Here's some information to help you get ready
for an appointment.
What you can do
When you make the appointment, ask if there's
anything you need to do in advance, such as fasting before a specific test.
Make a list of:
·
Your
symptoms, including any
that seem unrelated to the reason for your appointment.
·
Key
personal information, including major
stresses, recent life changes or recent travels, family and personal medical
history, and your alcohol use.
·
All
medications, vitamins or other supplements you take, including doses.
·
Questions
to ask your doctor.
Take a family member or friend along, if
possible, to help you remember information you're given.
For esophageal varices, questions to ask
include:
·
What's likely causing
my symptoms?
·
What other possible
causes are there?
·
What tests do I need?
·
What's the best course
of action?
·
What are the side
effects of the treatments?
·
Are my symptoms likely
to recur, and what can I do to prevent that?
·
I have other health
conditions. How can I best manage them together?
·
Are there restrictions
that I need to follow?
·
Should I see a
specialist?
·
Are there brochures or
other printed materials I can have? What websites do you recommend?

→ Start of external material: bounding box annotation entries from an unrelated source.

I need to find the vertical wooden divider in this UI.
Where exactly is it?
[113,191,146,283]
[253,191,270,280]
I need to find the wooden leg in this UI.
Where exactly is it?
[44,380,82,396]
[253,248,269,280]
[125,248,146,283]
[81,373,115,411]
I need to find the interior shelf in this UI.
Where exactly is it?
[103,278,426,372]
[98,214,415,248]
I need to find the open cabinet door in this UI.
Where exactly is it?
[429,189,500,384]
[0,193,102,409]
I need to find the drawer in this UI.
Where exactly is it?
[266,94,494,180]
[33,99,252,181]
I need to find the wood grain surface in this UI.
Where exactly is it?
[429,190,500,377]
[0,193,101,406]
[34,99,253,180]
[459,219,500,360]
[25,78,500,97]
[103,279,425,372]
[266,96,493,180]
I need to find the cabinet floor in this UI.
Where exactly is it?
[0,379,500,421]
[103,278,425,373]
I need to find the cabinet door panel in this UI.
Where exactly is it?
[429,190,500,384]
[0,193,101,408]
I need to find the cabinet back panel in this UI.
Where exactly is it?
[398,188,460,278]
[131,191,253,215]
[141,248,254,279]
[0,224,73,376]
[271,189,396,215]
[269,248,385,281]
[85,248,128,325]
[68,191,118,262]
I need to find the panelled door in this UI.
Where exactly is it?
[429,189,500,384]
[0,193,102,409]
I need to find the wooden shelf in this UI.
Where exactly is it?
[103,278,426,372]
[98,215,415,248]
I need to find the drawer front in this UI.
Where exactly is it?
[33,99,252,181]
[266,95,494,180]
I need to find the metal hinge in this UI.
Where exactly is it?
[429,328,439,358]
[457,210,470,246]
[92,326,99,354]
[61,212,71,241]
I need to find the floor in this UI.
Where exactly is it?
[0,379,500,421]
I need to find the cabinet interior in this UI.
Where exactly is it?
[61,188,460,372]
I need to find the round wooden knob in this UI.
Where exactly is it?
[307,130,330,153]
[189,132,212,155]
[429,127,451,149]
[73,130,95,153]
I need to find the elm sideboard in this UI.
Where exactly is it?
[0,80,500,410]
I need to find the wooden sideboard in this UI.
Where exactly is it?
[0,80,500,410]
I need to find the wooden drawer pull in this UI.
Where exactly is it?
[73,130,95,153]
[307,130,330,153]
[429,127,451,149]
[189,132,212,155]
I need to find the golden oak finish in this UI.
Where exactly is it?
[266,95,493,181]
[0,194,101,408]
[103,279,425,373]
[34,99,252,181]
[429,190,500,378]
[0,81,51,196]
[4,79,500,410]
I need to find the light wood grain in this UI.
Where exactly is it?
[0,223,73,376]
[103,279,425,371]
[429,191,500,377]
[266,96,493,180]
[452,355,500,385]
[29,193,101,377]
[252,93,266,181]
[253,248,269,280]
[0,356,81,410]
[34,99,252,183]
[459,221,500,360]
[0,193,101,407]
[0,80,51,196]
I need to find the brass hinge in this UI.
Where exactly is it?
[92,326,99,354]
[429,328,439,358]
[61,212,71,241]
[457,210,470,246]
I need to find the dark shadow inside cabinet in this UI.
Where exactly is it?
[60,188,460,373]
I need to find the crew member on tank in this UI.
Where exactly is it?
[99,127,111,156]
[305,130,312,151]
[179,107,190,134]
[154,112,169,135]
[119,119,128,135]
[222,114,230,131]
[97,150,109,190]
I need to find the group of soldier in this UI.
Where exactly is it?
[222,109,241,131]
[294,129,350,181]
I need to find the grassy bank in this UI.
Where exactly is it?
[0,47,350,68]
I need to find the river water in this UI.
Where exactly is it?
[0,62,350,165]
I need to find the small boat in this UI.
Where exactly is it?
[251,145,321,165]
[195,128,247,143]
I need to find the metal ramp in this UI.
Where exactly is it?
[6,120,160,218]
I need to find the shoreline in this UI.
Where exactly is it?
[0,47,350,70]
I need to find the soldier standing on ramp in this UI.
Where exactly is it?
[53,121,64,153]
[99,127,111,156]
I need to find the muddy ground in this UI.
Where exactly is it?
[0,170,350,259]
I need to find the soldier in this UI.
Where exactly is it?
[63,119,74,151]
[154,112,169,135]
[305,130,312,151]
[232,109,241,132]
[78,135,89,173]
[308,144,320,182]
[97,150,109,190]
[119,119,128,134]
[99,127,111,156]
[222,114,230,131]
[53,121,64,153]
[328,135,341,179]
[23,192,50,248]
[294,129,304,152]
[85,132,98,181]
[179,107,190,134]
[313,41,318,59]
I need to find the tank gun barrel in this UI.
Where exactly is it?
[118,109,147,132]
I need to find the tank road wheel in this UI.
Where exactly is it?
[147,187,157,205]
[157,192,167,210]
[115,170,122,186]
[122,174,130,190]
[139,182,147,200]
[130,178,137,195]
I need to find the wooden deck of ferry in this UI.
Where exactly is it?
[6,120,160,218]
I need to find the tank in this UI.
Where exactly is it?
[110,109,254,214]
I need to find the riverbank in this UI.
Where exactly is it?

Don't hesitate to ask other questions.
What to expect from
your doctor
Your provider is likely to ask you questions,
such as:
·
When did your symptoms
begin?
·
Have your symptoms
stayed the same or gotten worse?
·
How severe are your
symptoms?
·
Have you had signs of
bleeding, such as blood in your stools or vomit?
·
Have you had hepatitis
or yellowing of your eyes or skin (jaundice)?
·
Have you traveled
recently? Where?
·
If you drink alcohol,
when did you start and how much do you drink?
What you can do in the
meantime
If you develop bloody vomit or stools while
you're waiting for your appointment, call 911 or your local emergency number or
go to an emergency room immediately.